— Душно, — сказала Лиза, — и, сорвав листочек с апельсинового дерева, нервно закусила его.
Благоухали высокие эвкалипты, опьяняющими ароматами прованского лета дышал сад.
Моника расстегнула лиф и, высвободив голые руки, напрасно старалась освежиться.
— Ах… оторвались бретели у рубашки!..
Рубашка соскользнула с плеч, обнажив две маленькие круглые груди совершенной формы. На нежной коже блондинки с голубыми жилками — два розовых бутона.
Лиза вздохнула:
— Еще одна бессонная ночь… Я с удовольствием легла бы сегодня совсем голая… А знаешь, твои груди выросли, как мои.
— Да что ты? — воскликнула в восторге Моника.
— Только твои похожи на яблоки, а мои на груши, — и она, быстро расстегнувшись, показала их Монике — продолговатые и твердые, как две золотистые дыни.
Лиза с нежной лаской коснулась атласной груди Моники, и от этого неожиданно приятного ощущения Моника беспричинно засмеялась.
Но вдруг пальцы Лизы конвульсивно сжались на ее теле.
— Оставь! Что с тобой? — воскликнула Моника.
— Я не знаю… это от грозы… — покраснев, пролепетала подруга.
В первый раз Моника испытала странное волнение и решительным движением застегнула платье.

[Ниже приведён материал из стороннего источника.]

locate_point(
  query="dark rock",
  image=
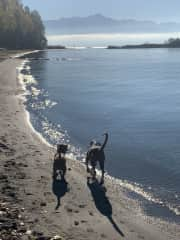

Издали долетел звонкий голос тети Сильвестры:
— Моника! Лиза!
Лиза сконфуженно поправляла лиф. Моника закричала:
— О-о-о!
Далекое эхо повторило ее голос. Гроза прошла…
Монике семнадцать лет. Она считает: один, два, три года — это все длится война. Боже мой! Три длинных года, как Гиер превратился в госпиталь для выздоравливающих раненых.
Монику преследуют эти мрачные глаза, щурящиеся от солнца, глаза, отвыкшие от него за эту ужасную, вечную ночь. Она не может понять, как эти люди, обреченные проливать свою и чужую кровь, могли свыкнуться с такой жизнью, похожей на смерть; ее сознание не вмещает мысли: как те, что не принимают участия в войне или отдают ей так мало, приемлют как нечто должное страдание и бойню других.
Мысль, что одна часть человечества истекает кровью, а другая в это время обогащается и веселится, потрясала ее душу. Торжественные слова: «Закон», «Право», «Справедливость» — развевающиеся знамена над социальной ложью, укрепляли в сердце Моники буйный протест.
Она блистательно сдала выпускные экзамены, к которым готовилась среди постоянных экстатических порывов самопожертвования — не только для выздоравливающих в Гиере, но для темной, безвестной солдатской массы, страдающей в смрадных траншеях.
Теперь начиналась новая жизнь — Париж, лекции в Сорбонне: Моника вернулась в семью. Простилась с тетей Сильвестрой, пансионом, домом, садом — со всем тем, благодаря чему она сделалась красивой девушкой с чистым, бесстрашным взором. Прощай, незабвенное прошлое, закалившее ее душу!
Она с удовольствием вошла в родной дом на улице Генриха Мартина, в хорошенькую девичью комнату, с любовью приготовленную родителями, и ее растрогал их нежный прием.
Они смотрели на Монику другими глазами: теперь — она их гордость. Посев тети Сильвестры взошел и пышно расцвел — они его пожнут…
Упоенная собственной внутренней радостью, Моника больше не сердилась на них, не огорчалась ни их отчужденностью, ни эгоизмом и даже любила их — по традиции, по закону природы.
В первый раз после 1914 года они снова поехали на лето в Трувиль. Весь август Моника провела добровольной сестрой милосердия во вспомогательном госпитале № 37 и была так занята — днем больными, а вечером чтением, — что совершенно не интересовалась окружающим. Немножко огорчалась только — как в детстве — вечным отсутствием отца и рассеянным образом жизни матери.
Фабрика Лербье выделывает снаряды и загребает миллионы. И только подумать, что в такое-то время люди, уклонившиеся от военной службы — дезертиры и спокойные зрители всеобщей бойни, — неистово выплясывают танго и совокупляются! Пляшут и совокупляются!
Монике девятнадцать лет. Мировой кошмар рассеялся. В душе такой прилив, такой расцвет сил, что во время перемирия она почти забыла ужас войны и отдалась водовороту жизни. Более чем когда-либо внутренне сконцентрировавшись и более или менее слившись внешним существованием с родителями, она проходила курсы литературы и философии в Сорбонне, увлекалась теннисом и гольфом, веселилась, а в свободные часы делала искусственные цветы — это был ее собственный способ развлечения.
Светское общество, в котором неизбежно протекала жизнь, называло ее «оригинальной» и «позеркой» за то, что она не любила ни флирта, ни танцев.